The present invention is described with reference to flowchart illustrations and/or block diagrams of methods, apparatus (systems), and computer program products according to embodiments of the invention. It will be understood that each flow and/or block of the flowchart illustrations and/or block diagrams, and combinations of flows and/or blocks in the flowchart illustrations and/or block diagrams, can be implemented by computer program instructions. These computer program instructions may be provided to a processor of a general purpose computer, special purpose computer, embedded processor, or other programmable data processing apparatus to produce a machine, such that the instructions, which execute via the processor of the computer or other programmable data processing apparatus, create means for implementing the functions specified in the flowchart flow or flows and/or block diagram block or blocks.

These computer program instructions may also be stored in a computer-readable memory that can direct a computer or other programmable data processing apparatus to function in a particular manner, such that the instructions stored in the computer-readable memory produce an article of manufacture including instruction means which implement the function specified in the flowchart flow or flows and/or block diagram block or blocks.

These computer program instructions may also be loaded onto a computer or other programmable data processing apparatus to cause a series of operational steps to be performed on the computer or other programmable apparatus to produce a computer implemented process such that the instructions which execute on the computer or other programmable apparatus provide steps for implementing the functions specified in the flowchart flow or flows and/or block diagram block or blocks.

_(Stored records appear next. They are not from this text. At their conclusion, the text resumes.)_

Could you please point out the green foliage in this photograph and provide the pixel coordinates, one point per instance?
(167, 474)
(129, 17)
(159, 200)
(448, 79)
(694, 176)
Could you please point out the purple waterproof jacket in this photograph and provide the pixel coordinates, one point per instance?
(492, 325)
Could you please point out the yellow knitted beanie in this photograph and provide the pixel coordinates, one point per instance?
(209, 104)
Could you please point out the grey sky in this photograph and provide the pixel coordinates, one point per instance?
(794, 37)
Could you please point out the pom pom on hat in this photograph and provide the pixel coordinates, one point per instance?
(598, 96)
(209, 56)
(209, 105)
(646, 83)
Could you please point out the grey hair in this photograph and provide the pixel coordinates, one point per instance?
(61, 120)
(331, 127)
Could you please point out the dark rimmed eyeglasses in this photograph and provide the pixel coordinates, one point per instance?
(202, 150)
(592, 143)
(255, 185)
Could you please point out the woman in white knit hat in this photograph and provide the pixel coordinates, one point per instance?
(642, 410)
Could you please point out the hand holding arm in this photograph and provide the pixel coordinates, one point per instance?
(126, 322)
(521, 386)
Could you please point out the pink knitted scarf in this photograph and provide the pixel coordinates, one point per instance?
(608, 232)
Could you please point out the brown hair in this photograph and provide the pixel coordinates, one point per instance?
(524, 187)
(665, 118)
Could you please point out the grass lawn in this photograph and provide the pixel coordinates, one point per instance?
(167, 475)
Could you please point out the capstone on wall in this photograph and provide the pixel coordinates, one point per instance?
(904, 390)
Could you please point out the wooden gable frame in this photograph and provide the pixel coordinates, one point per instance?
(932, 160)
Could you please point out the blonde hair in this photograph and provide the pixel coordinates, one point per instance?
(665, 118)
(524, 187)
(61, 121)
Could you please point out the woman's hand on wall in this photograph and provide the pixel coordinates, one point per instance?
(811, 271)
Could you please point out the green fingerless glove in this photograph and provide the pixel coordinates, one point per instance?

It should also be noted that the terms "comprises," "comprising," or any other variation thereof, are intended to cover a non-exclusive inclusion, such that a process, method, article, or apparatus that comprises a list of elements does not include only those elements but may include other elements not expressly listed or inherent to such process, method, article, or apparatus. Without further limitation, an element defined by the phrase "comprising an … …" does not exclude the presence of other like elements in a process, method, article, or apparatus that comprises the element.

As will be appreciated by one skilled in the art, embodiments of the present application may be provided as a method, system, or computer program product. Accordingly, the present application may take the form of an entirely hardware embodiment, an entirely software embodiment or an embodiment combining software and hardware aspects. Furthermore, the present application may take the form of a computer program product embodied on one or more computer-usable storage media (including, but not limited to, disk storage, CD-ROM, optical storage, and the like) having computer-usable program code embodied therein.

The application may be described in the general context of computer-executable instructions, such as program modules, being executed by a computer. Generally, program modules include routines, programs, objects, components, data structures, etc. that perform particular tasks or implement particular abstract data types. The application may also be practiced in distributed computing environments where tasks are performed by remote processing devices that are linked through a communications network. In a distributed computing environment, program modules may be located in both local and remote computer storage media including memory storage devices.

The embodiments in the present specification are described in a progressive manner, and the same and similar parts among the embodiments are referred to each other, and each embodiment focuses on the differences from the other embodiments. In particular, for the system embodiment, since it is substantially similar to the method embodiment, the description is simple, and for the relevant points, reference may be made to the partial description of the method embodiment.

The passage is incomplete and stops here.